ブレンド茶飲料のシェア7割越えを握っているといわれる、日本コカ・コーラの「爽健美茶」。その強大な力を持つリーダーブランドがさらなる市場拡大策を展開し始めたようだ。
しかし、日本コカ・コーラはちゃんと手を打っている。同社のブレンド茶飲料カテゴリーは「からだ巡茶」との二枚看板だ。広末涼子がキャラクターを務める同製品は明らかな女性ターゲット。万一、爽健美茶のターゲット拡大で離反する層は、からだ巡茶ですくい取ろうという戦略だろう。
爽健美茶はどちらかといえば食事と共に飲むというよりは、飲料単体での摂取が多かったのではないだろうか。しかし、弁当需要が高まれば、食事との相性も重要になる。それに応えるのが、「爽健美茶五穀」である。

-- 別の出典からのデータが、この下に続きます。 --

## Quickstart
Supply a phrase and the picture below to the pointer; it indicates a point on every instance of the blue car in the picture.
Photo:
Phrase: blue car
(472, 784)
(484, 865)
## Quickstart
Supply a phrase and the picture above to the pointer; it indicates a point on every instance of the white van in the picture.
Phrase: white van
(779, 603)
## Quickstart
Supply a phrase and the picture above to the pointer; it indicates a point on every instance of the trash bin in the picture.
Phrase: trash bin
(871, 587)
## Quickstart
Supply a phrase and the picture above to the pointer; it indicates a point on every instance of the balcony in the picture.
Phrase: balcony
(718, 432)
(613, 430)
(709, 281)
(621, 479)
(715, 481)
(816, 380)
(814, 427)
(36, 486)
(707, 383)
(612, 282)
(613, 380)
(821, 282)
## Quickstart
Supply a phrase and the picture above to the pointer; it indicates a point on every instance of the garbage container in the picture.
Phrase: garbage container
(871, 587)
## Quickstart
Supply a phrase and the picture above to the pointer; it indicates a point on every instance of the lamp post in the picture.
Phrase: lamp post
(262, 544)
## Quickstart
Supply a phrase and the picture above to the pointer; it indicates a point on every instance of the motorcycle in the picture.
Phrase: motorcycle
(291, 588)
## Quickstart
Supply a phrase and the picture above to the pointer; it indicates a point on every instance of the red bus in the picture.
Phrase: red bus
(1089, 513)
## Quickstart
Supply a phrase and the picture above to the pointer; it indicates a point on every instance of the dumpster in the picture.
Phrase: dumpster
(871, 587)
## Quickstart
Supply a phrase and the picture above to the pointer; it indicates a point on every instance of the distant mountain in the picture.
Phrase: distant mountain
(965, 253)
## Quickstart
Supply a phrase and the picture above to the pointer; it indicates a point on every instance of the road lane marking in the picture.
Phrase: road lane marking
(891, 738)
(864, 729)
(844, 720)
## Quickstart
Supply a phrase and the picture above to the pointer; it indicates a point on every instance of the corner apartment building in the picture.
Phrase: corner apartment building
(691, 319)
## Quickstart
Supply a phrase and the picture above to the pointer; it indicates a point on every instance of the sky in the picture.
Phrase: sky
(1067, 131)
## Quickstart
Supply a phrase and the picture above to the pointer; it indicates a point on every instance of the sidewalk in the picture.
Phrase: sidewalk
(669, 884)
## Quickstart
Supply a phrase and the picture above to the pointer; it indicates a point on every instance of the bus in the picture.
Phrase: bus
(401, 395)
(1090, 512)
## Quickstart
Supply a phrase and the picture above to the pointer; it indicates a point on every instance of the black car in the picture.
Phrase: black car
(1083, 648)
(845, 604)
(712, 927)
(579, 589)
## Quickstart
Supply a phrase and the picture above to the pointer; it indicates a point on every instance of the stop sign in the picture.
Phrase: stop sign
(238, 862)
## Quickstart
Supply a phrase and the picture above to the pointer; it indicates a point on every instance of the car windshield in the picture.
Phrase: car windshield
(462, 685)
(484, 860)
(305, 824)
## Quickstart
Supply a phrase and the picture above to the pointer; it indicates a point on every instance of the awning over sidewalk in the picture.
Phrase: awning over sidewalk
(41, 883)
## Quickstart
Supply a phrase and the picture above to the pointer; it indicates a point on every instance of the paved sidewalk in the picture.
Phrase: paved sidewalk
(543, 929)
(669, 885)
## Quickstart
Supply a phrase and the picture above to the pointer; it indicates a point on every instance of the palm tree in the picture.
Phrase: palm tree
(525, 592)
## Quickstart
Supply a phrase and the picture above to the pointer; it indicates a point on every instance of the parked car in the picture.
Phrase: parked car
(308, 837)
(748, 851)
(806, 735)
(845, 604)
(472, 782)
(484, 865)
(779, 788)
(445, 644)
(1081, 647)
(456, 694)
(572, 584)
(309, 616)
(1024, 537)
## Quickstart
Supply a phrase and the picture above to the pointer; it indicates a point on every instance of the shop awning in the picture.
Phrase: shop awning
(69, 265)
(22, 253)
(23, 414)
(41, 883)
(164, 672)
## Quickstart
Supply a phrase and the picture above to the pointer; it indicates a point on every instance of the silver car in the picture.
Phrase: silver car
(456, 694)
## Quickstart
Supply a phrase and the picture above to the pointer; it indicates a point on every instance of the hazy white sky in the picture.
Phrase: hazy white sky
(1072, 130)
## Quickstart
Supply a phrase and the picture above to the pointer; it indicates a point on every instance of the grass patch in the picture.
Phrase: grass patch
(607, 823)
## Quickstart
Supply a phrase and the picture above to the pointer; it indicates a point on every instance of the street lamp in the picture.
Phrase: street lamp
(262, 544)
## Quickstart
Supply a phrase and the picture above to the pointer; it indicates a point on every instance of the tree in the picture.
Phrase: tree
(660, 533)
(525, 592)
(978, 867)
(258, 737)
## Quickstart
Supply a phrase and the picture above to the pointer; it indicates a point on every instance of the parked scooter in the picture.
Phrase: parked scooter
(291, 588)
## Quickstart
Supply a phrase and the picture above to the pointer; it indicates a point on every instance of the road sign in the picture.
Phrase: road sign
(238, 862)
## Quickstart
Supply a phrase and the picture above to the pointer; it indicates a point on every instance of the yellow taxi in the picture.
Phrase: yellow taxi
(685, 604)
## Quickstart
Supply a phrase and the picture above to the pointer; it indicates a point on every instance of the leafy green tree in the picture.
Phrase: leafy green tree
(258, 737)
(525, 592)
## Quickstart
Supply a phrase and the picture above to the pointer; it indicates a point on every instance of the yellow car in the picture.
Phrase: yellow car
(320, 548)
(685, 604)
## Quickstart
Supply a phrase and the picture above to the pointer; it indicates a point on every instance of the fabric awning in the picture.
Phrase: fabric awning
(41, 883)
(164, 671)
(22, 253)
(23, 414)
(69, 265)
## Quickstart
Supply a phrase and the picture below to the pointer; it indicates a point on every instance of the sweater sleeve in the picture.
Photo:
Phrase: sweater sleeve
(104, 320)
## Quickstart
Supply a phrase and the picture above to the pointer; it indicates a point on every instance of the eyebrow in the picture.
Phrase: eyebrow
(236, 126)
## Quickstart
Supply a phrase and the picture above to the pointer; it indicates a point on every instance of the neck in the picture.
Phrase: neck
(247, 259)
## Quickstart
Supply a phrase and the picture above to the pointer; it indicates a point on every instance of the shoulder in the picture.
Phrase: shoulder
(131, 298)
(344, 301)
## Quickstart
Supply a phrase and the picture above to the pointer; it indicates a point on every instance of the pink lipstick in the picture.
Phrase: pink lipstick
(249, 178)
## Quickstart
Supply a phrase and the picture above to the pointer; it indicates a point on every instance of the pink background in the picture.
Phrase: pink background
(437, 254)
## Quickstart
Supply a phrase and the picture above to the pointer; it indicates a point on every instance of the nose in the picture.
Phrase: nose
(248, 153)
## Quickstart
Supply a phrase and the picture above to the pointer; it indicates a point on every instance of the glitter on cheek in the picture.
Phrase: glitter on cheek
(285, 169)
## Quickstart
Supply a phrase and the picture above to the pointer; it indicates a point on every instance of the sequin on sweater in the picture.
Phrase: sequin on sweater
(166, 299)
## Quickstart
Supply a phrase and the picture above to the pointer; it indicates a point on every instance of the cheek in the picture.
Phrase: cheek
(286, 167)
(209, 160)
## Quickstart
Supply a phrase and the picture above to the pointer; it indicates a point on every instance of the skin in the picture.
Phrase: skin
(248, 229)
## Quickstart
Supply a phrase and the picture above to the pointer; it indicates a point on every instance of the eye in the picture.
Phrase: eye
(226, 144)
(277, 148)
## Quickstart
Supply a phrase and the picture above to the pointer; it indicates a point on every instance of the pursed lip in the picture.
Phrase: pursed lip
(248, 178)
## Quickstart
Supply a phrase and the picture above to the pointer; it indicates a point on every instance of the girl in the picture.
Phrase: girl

五穀は当初、2007年からはじまった、季節限定シリーズの一つとして投入されたように思える。それが、定番化している。
五穀は特に食事との相性をコンセプトに開発されたようだ。明らかに飲用シーンの転換を図っている。そして、オリジナル爽健美茶と並んでコンビニの棚を確保していることは、「弁当のついで買い」狙いであることが明白だ。
弁当と最もよく飲まれている飲料は、伊藤園の「おーいお茶」である。その緑茶飲料は最近売上げが低下気味だ。もともと日本コカ・コーラは緑茶飲料に強い商品を抱えておらず、おーいお茶、生茶、伊右衛門の三強に食い込むことができていない。ならば、別カテゴリー商品で弁当のついで買い需要を奪おうという戦略なのだろう。
強大な力を持つリーダーの戦略は、ターゲットを弁当男子、コンビニ弁当ついで買い層に拡大して全方位的に動き始めた。他のメーカーやブランドがどう動くか。この戦いも目が離せない。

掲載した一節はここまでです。